Posted by Rico's Nerd Cluster on January 11, 2026

What is Cuda

Cuda is fundamentally C++ language with extensiions. kernels, __global__, __device__ etc are defined in the C++ space. If you want to expose C to CUDA, just follow the standard

1
extern "C" void launch_kernel(...);

So this means

  • You can use host-side containers like std::vector, then pass its .data() pointer to cudaMalloc/cudaMemcpy or to kernels. But you cannot use std::vector directly on the GPU device from device code.
  • For device-side containers use libraries designed for CUDA, e.g. thrust::device_vectorcub, or manage raw device pointers yourself.

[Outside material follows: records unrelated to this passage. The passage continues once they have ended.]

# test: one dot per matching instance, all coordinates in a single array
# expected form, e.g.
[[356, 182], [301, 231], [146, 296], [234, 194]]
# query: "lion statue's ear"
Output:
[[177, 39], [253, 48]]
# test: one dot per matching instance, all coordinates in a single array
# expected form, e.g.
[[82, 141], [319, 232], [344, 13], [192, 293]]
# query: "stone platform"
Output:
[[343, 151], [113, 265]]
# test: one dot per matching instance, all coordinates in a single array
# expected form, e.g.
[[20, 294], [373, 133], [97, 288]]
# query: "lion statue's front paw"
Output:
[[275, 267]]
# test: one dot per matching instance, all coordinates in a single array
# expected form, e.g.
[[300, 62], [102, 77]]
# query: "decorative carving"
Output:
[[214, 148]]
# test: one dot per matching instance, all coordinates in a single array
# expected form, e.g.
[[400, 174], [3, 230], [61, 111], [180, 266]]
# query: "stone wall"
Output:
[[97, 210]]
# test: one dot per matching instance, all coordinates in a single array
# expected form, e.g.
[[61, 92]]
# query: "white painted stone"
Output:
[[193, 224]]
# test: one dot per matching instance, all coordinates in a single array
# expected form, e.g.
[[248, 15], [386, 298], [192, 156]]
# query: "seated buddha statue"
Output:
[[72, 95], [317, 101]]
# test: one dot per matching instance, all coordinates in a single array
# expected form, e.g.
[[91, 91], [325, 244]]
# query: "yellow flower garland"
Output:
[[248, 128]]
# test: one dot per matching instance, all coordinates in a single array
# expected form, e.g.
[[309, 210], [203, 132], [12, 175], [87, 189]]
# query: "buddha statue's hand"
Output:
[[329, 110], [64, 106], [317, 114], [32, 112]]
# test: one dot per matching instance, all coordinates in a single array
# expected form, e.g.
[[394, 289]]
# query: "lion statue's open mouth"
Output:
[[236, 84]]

nvcc is a compiler driver CUDA uses and is not a single compiler. It splits .cu into:

  • host code (compiled by your host compiler, like g++)
  • device code (compiled by NVIDIA’s device toolchain, PTX + SASS)

ATen is a C++ tensor library PyTorch and libtorch uses to manipulate tensors. Autograd is on top of ATen.

  • It provides at::Tensor, core tensor operations, device CPU/CUDA handling, and backend dispatch mechanism
  • #include <ATen/ATen.h>
  • In PyTorch/ATen extensions you usually work with at::Tensor on the host and pass raw pointers (tensor.data_ptr<T>()) into CUDA kernels; ATen handles CPU/CUDA dispatch and memory details.